E quando a IA tirar empregos até a engenheiros qualificados, o que dirá Trump aos seus adoradores? Quando a América aceitar que não negoceia apenas consigo própria, compreenderá que o “bullying” gera resistência porque há culturas e interesses diferentes dos seus. O grande Andrew Marshall aka Yoda, director do “United States Department of Defense’s Office of Net Assessment” de 1973 a 2015, tinha consciência disso quando insistiu no método comparativo na análise de conflitos. Aquele que se considera tão superior que não tem de integrar as culturas e os interesses dos outros na avaliação das relações de poder, enquanto se autoproclama senhor absoluto do seu próprio destino, prepara o terreno para a derrota. Marshall não deixou nenhum herdeiro. E Trump não tem qualquer semelhança com ele.

Mas o “Terrível Simplificador” arrisca-se a chegar às mesmas conclusões a que Yoda talvez tivesse chegado, independentemente do seu percurso analítico. A salvação da América não reside num regresso à super ordenação sobre o sistema normal de poder. Nesse esforço, ela desmoronar-se-ia, e todos nós com ela. É melhor, enquanto há tempo, satisfazer primeiro entre (não exactamente) iguais. Revolução que implicaria uma auto-análise pungente. Por sua vez, só concebível com uma distância do “eu” inconcebível em Trump, menos ainda em Musk. Felizmente, a heterogénese dos fins, o velho Arquimedes escorrega no banho e descobre o princípio epónimo, perturba o tédio dos determinismos. O génio estável do acordo aplica a sua arte à geopolítica prática sem a extrair dos modelos matemáticos que enervavam Marshall, apenas porque “é assim que me divirto”. Mas o acordo é troca por definição. Pode sentir-se e talvez ser cem vezes superior ao rival com quem negoceia, mas ao negociar aceita-o tal como é. Legitima-o. E, claro, vice-versa. Então, o melhor ou o mais inteligente vencerá.

Recordando a reacção (privada) de John Fitzgerald Kennedy à construção do muro de Berlim “mil vezes melhor um muro do que a guerra! atrever-nos-íamos a parafrasear “mil vezes melhor uma negociação do que o apocalipse!”.
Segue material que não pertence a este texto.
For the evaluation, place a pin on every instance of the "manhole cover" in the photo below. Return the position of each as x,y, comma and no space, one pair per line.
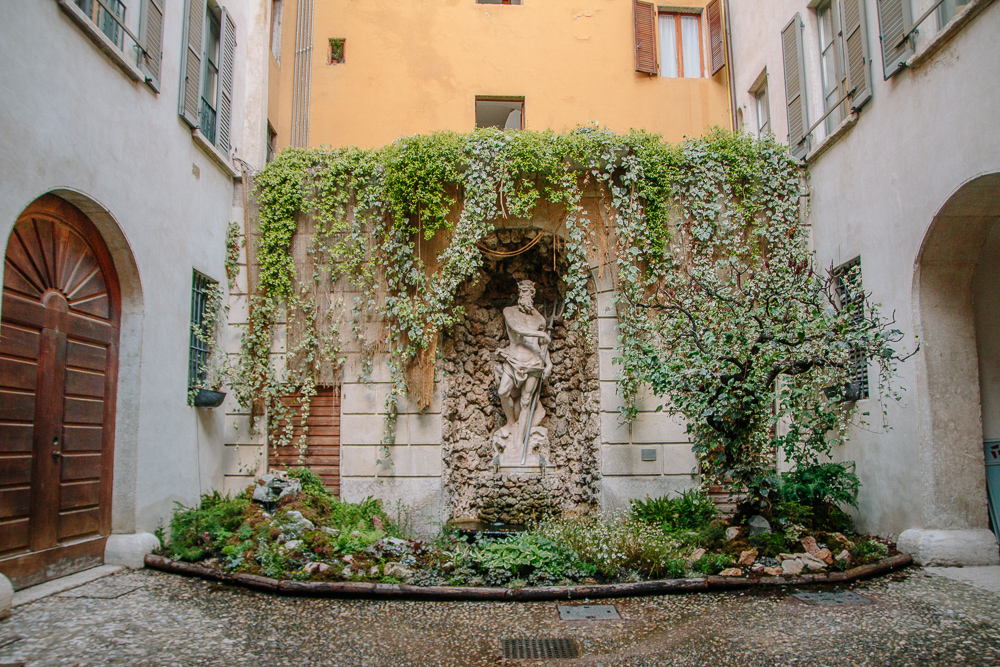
588,612
825,598
535,648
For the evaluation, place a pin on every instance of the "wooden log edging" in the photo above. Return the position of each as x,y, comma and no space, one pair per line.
352,589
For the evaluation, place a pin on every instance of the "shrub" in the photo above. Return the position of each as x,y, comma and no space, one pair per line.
614,543
713,563
869,551
200,532
691,510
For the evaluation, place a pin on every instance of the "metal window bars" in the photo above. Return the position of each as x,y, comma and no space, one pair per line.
109,17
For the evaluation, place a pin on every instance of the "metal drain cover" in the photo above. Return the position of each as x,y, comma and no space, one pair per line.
538,648
588,612
826,598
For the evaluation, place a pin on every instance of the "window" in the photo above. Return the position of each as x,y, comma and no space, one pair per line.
277,9
207,71
680,46
831,48
505,113
337,48
850,294
762,109
198,355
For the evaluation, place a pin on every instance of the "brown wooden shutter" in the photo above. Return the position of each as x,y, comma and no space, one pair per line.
151,33
194,27
716,39
644,15
859,74
795,87
894,21
228,47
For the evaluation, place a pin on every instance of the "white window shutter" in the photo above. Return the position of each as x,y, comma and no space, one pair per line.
795,87
858,57
191,54
894,21
228,48
151,34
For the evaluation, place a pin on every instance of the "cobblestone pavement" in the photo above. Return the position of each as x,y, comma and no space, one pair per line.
151,618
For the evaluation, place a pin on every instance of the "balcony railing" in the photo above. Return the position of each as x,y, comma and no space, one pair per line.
207,120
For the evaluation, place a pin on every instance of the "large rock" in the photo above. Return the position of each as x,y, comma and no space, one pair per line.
274,486
758,525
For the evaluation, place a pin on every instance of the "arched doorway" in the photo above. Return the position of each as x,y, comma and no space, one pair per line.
956,287
58,373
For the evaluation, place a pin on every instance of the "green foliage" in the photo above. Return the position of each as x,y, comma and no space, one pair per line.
869,551
813,485
690,510
770,544
712,563
198,532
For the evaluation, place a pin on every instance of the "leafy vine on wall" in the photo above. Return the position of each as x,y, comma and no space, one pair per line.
401,225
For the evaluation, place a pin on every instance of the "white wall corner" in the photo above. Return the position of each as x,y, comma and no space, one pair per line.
129,549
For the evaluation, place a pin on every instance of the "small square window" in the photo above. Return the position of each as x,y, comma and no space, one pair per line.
337,49
505,113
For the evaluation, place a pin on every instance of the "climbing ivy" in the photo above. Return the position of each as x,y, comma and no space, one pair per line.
374,215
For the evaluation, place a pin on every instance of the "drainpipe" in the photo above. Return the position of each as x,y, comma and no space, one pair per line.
729,62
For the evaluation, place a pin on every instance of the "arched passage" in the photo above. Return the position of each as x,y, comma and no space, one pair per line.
955,287
61,317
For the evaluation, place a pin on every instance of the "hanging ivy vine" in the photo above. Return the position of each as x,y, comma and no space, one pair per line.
376,214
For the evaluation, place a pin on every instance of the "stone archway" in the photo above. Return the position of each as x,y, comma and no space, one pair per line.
950,303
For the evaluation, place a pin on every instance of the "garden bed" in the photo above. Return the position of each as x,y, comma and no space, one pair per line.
534,593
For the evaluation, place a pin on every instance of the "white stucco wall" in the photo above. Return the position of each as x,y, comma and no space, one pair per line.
875,193
74,123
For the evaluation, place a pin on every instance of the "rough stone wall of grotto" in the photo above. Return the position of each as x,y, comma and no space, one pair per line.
471,407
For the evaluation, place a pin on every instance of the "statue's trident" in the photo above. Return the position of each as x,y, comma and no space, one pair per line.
551,315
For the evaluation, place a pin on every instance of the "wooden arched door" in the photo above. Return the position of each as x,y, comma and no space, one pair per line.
58,369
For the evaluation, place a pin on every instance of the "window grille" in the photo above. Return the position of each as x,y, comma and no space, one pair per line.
199,353
851,295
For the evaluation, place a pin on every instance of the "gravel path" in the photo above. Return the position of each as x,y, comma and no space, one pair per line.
152,618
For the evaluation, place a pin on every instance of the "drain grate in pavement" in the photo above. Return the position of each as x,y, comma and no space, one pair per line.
588,612
827,598
538,648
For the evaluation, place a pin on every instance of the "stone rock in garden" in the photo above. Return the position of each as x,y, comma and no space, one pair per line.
397,570
812,562
758,525
295,522
792,566
313,568
695,556
274,486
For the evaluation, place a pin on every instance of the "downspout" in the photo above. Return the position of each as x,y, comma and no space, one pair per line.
730,75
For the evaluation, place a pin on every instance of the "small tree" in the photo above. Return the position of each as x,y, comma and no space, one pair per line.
745,338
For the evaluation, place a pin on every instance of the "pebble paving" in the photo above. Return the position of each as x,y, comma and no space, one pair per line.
153,618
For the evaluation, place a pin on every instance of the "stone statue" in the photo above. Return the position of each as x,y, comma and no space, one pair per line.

O frenesim de mudar tudo para que tudo mude antes que seja demasiado tarde obscurece o início do segundo Trump e pode fazê-lo descarrilar. Não invalida o facto de que, de tanto caos, possa surgir um princípio de nova ordem. Mais do que imperfeito, estamos de acordo. Nada a ver com a paz perpétua kantiana. Algo sugere que um grande confronto não é impossível entre os Estados Unidos, a China e a Rússia. Ajustar o passado e limitar o risco de apocalipse. Quando Trump anuncia que quer tomar pela força toda a América do Norte, não está apenas a actualizar Monroe. Está a declarar um vale-tudo.